In October 2014 after visiting Tunisia and crossing all Morocco to its southern end, I arrived in the Western Sahara, a territory annexed by Morocco. The place is desert and there are only a few scattered cities in the region. The city of Dakhla is where I spent most of the time as it is the most touristic place. Strong winds blow the throughout the year on its coast, being very suitable to do kitesurfing, a sport that I really like.

After a few days, I decided to go to Senegal. The problem is that I would have to cross two complicated boundaries. The first is the Western Sahara with Mauritania, which goes through a territory called “No Man’s Land”. An area disputed by Morocco and the Sahrawi Arab Democratic Republic. The second is between Mauritania and Senegal, considered by many to be the most corrupt border in the world.

In Dakhla, I arranged the price with a man to drive me along with other passengers to Nouadhibou, which is the largest city in northern Mauritania. The trip is only 430km, but lasted thirteen hours. Not because of the poor asphalt, but because there are thirteen police barriers to the border. Thank God I brought with me ten copies of my passport. So I would show the original document and leave a copy with the officers. Because of this, I saved ten minutes or more on each of the barriers, as they did not have computers, they had to write all the data on a sheet of paper.

In No Man’s Land, between Western Sahara and Mauritania

From the moment we left Dakhla until we reached the border, we didn’t see anybody other than the police. The region is one of the least populated countries in the world by population density. When we crossed the border, we entered an area called “No Man’s Land”. As the name says, this region of a few kilometers in length does not belong to any country and is completely abandoned. It was one of the dirtiest places I’ve ever seen in my life, and it has a large graveyard of cars for many reasons, whether it got bogged down, got stuck on the road or smuggled. As there is no road to cross it, we didn’t drive straight so we didn’t get bogged down in the sand like the other cars. I was a bit scared to be in this place without laws, but thank God again nothing bad happened to me.
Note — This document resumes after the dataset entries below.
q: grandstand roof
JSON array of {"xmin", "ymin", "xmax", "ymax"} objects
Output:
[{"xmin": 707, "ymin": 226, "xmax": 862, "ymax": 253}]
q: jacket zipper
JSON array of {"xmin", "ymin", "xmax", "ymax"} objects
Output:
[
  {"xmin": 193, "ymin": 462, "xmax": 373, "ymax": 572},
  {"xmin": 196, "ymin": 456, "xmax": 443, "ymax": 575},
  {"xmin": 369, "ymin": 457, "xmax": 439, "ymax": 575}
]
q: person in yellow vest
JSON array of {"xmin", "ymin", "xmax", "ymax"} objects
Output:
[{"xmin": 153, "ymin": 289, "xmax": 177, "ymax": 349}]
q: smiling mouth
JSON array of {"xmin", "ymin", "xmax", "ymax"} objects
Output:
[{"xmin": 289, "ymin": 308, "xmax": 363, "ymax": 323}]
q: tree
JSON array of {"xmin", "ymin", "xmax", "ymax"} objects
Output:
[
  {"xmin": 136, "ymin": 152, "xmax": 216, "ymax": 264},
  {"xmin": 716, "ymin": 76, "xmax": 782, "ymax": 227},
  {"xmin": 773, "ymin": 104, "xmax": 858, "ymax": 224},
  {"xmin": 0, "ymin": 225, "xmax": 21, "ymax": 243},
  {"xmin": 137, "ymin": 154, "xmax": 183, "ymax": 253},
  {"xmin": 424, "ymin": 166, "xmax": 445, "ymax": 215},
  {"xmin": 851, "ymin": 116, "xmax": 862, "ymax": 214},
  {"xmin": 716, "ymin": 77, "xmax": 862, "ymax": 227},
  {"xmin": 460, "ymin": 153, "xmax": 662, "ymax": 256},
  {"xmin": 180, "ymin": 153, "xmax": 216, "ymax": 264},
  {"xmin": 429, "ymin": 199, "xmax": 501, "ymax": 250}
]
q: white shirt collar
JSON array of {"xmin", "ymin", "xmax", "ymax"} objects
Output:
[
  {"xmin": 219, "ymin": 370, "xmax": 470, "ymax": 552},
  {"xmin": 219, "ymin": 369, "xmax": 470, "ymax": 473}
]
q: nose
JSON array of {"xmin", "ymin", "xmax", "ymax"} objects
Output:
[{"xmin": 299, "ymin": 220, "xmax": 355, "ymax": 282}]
When we arrived in Mauritania, we were fortunate to pass right in front of us the largest train in the world, which is used to transport iron from the mines. At night, as I entered the city of Nouadhibou, tired from the journey of spending the whole day in a very old car, with no air conditioning under the sun of the Sahara desert, I went straight to my hotel (very, very simple ) And I slept straight away.

Abandoned cars in No Man’s Land

After visiting Nouadhibou and the capital Nouakchott, I decided to go to Dakar, which is the capital of Senegal. They are only 550km away, but the trip took all day again because of the police barriers and the delay in crossing another border.

Leave Mauritania, from the town of Rosso was fine, the problem was getting into Senegal, which was the most complicated border I’ve ever been in my life. The place looked like an anthill. A lot of queues and people running all over the place. What helped me a lot in the crossing, was that I speak French and that I made friends previously with a person who has influence with the policemen who work in the place.

Biggest train in the world in Mauritania

 

I have already visited 17 African countries, and almost all officers have asked for bribe when I am traveling overland. This border was no different. The corrupt cop would not let me pass if I did not pay, especially since I was a tourist. I was angry. The officer held my passport for a few minutes and said to me, if you don’t pay, you will not enter. Then I said if I pay I want the receipt, and I also said that I am a journalist, if he was sure he would continue with this attitude. After these words, the police handed me the passport, but with an angry look.

After I crossed the border, I got into another car that took me to Dakar. As usual, I made friends with someone who was in the same car and ended up spending the night in this person’s house. This was just the beginning of my journey in West Africa.